Erich Wolfsfeld (1884-1956)

Todo fato importante de nossa vida merece transformar-se numa história, e poucas coisas causam tanto prazer e respeito como ouvir a narração de um bom fato histórico ou de um evento familiar. Uma grande leitora amiga minha disse-me que o livro ideal é aquele que não é tão somente maravilhoso, mas um que nunca se acabe.

Uma cadeira não é mais do que uma cadeira, uma rosa não é mais do que uma rosa, mas um livro é sempre muito mais que um livro, muito mais que um objeto, muito mais que um volume composto por vários planos nos quais são impressos caracteres. Um livro pode ser viagens, crimes, descobertas, guerras, incêndios, amores inesquecíveis, naufrágios, milagres, medos, semanas inteiras de beleza, de terror ou de sabedoria. Neste mundo há muitas coisas maravilhosas e a leitura é somente uma delas.
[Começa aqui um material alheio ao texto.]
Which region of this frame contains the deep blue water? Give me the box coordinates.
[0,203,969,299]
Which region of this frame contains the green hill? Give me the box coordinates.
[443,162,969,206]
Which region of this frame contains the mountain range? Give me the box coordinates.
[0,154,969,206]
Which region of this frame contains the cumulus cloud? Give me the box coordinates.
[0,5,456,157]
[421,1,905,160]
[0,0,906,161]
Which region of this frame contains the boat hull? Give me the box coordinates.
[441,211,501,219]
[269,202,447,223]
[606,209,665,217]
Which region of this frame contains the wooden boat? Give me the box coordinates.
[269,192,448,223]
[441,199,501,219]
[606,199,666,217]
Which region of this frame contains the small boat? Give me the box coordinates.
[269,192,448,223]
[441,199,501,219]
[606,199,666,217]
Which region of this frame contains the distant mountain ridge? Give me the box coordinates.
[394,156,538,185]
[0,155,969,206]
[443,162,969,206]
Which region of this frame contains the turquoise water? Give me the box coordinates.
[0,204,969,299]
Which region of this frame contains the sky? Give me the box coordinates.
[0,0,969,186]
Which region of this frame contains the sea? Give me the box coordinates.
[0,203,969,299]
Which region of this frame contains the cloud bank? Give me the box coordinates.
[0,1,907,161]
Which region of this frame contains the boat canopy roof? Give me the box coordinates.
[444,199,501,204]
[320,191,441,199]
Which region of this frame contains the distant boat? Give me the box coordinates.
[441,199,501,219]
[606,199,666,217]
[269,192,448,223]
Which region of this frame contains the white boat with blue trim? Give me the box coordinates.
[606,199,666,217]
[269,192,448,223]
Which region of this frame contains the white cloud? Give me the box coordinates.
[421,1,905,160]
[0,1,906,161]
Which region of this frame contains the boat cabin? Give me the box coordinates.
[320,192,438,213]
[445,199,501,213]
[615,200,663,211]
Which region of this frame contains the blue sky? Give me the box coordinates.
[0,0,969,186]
Ousaria eu dizer que ler é melhor do que assistir televisão? Claro que sim, ler é melhor! Porque ler é uma atividade criativa e assistir televisão nem sempre o é. Durante um breve tempo, durante a hora e meia que dura um filme, e se o filme for bom, ver televisão pode ser um exercício criativo. Mas aquele que assiste televisão por muitas horas, logo se converte em um receptor ocioso de informações que nem sequer se processam, daí a estranha sensação de vazio que se tem quando se passa horas vendo televisão. Voltaire dizia que a melhor forma de ser tedioso é dizer tudo de uma vez, e esse é talvez o problema da televisão, que nos dá tudo, que não deixa qualquer coisa à imaginação, à criatividade pessoal. Dá-nos as palavras, os cenários, os rostos e as ações. Em um filme, tudo isso precisa ser controlado de modo que nós contribuamos com a sutileza, a emoção e o sentimento. Mas esses compridos e inúteis programas que não tem sequer a tentação de ser arte, que não são mais do que mercadorias absurdas para encher o tempo alheio, não interagem delicadamente com nossos sentidos, invadindo-nos com trivialidades e estupidez sem o menor conteúdo artístico, às vezes sem a menor preocupação estética.
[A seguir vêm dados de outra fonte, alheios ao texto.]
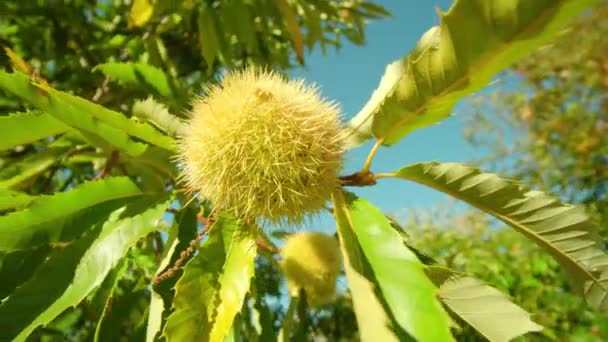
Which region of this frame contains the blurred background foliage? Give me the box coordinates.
[0,0,608,341]
[465,3,608,230]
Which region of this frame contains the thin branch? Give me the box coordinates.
[340,171,376,186]
[93,150,119,180]
[152,217,215,286]
[361,139,384,173]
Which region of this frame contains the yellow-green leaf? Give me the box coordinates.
[128,0,154,28]
[350,0,601,146]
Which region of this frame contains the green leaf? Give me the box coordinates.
[0,177,144,251]
[94,258,129,341]
[209,227,256,341]
[429,267,543,342]
[0,148,67,191]
[350,0,600,145]
[146,205,198,342]
[0,112,70,150]
[0,71,149,156]
[332,192,398,341]
[0,190,36,211]
[0,194,170,341]
[93,62,173,98]
[334,191,453,341]
[164,217,255,342]
[385,162,608,310]
[0,246,51,299]
[94,264,150,342]
[132,97,185,137]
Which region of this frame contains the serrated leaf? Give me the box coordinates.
[146,205,198,342]
[0,194,170,341]
[91,258,128,341]
[0,246,51,299]
[350,0,599,145]
[334,191,453,341]
[0,177,143,251]
[94,271,150,342]
[0,112,70,150]
[0,148,67,191]
[93,62,172,97]
[133,97,185,137]
[387,162,608,310]
[332,192,398,342]
[429,267,543,342]
[209,227,256,341]
[0,190,36,211]
[164,217,255,342]
[0,71,153,156]
[0,72,175,156]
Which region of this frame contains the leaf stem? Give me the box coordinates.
[361,139,384,173]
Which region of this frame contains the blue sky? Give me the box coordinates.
[291,0,496,221]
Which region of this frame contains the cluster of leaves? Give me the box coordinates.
[0,0,388,109]
[404,209,608,341]
[465,4,608,227]
[0,0,608,341]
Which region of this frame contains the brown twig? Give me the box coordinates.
[255,239,279,254]
[152,218,213,286]
[340,171,376,186]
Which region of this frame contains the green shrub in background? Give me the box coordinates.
[0,0,608,341]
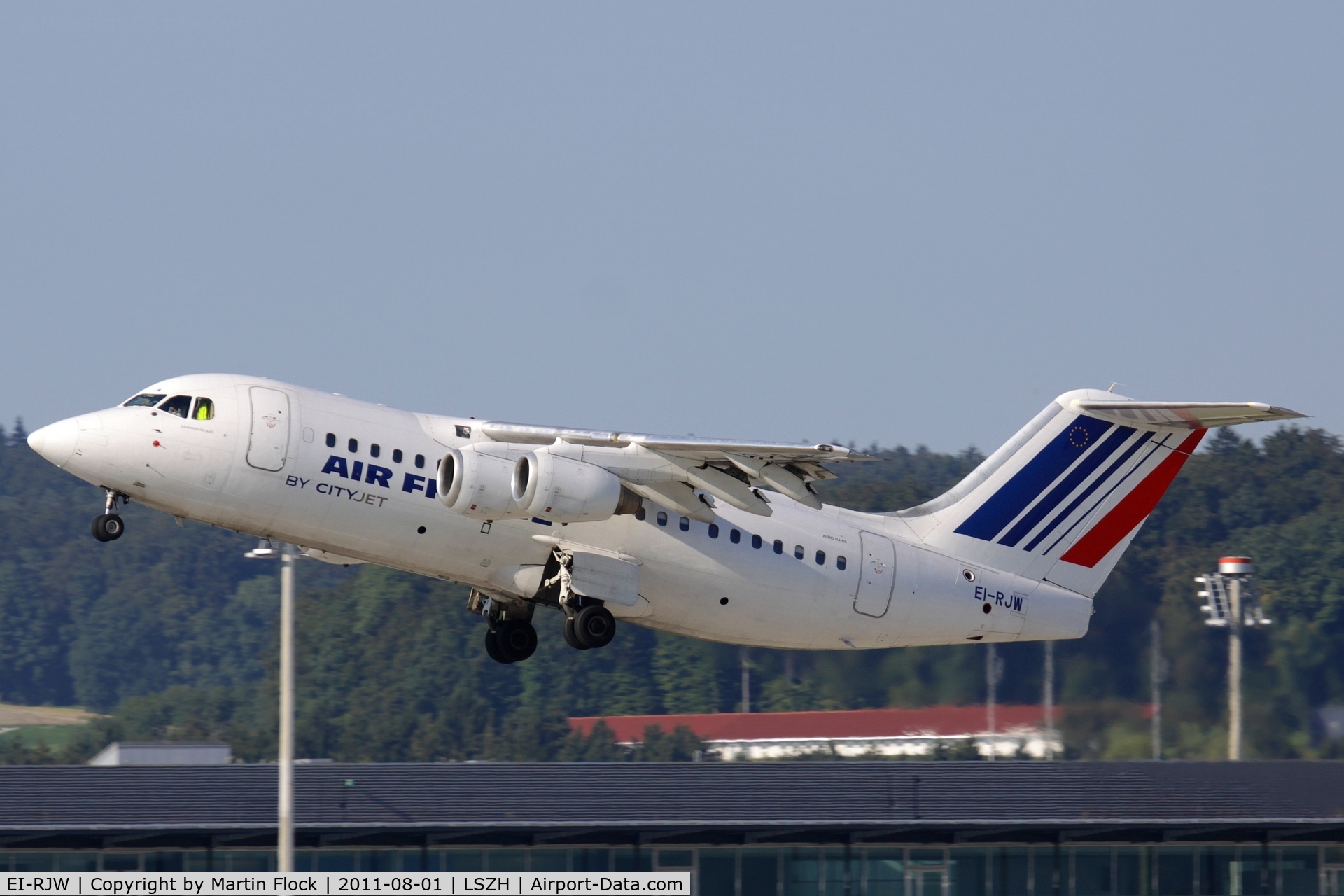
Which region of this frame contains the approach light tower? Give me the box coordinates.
[1195,557,1270,760]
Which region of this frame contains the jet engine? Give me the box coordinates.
[510,449,640,523]
[438,444,532,520]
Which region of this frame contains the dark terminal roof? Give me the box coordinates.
[0,762,1344,848]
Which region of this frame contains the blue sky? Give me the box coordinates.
[0,3,1344,450]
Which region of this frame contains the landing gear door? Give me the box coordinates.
[853,532,897,617]
[247,386,289,470]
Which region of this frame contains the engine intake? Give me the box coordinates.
[510,449,623,523]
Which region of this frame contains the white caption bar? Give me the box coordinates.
[0,871,691,896]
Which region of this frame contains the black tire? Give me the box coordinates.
[495,620,536,662]
[92,513,126,541]
[574,603,615,649]
[564,618,587,650]
[485,631,513,664]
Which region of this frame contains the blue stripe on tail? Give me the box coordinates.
[957,416,1114,541]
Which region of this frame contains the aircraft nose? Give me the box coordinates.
[28,416,79,466]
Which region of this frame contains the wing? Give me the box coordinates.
[1072,399,1306,430]
[479,422,876,520]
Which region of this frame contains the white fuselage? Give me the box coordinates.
[39,374,1091,650]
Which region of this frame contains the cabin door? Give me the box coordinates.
[247,386,289,470]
Pois um livro é como uma partitura, uma série de sinais em um fundo branco, e somos nós quem colocamos a música. É bom dizer, em nossa homenagem, que um bom leitor é como um intérprete musical elegante, como um pianista ou um violinista capaz de converter em sons gloriosos, os sinais estáticos que estão na página. Quando fechamos o livro, lembramos dos barcos, dos cavalos, dos castelos, dos tesouros, das donzelas suspirando nas sacadas, lembramos das batalhas, das lanças perfurando os peitos, das carruagens caindo no abismo, dos incêndios, dos assassinatos, dos tigres. Mas o mais espantoso é que no livro não havia nada disso. No livro havia umas letras e palavras. Nós não nos recordamos das letras e palavras, nós não nos recordamos de uma página impressa, mas de uma sucessão de aventuras e de infortúnio, dos povos, dos cenários, dos objetos e dos acontecimentos.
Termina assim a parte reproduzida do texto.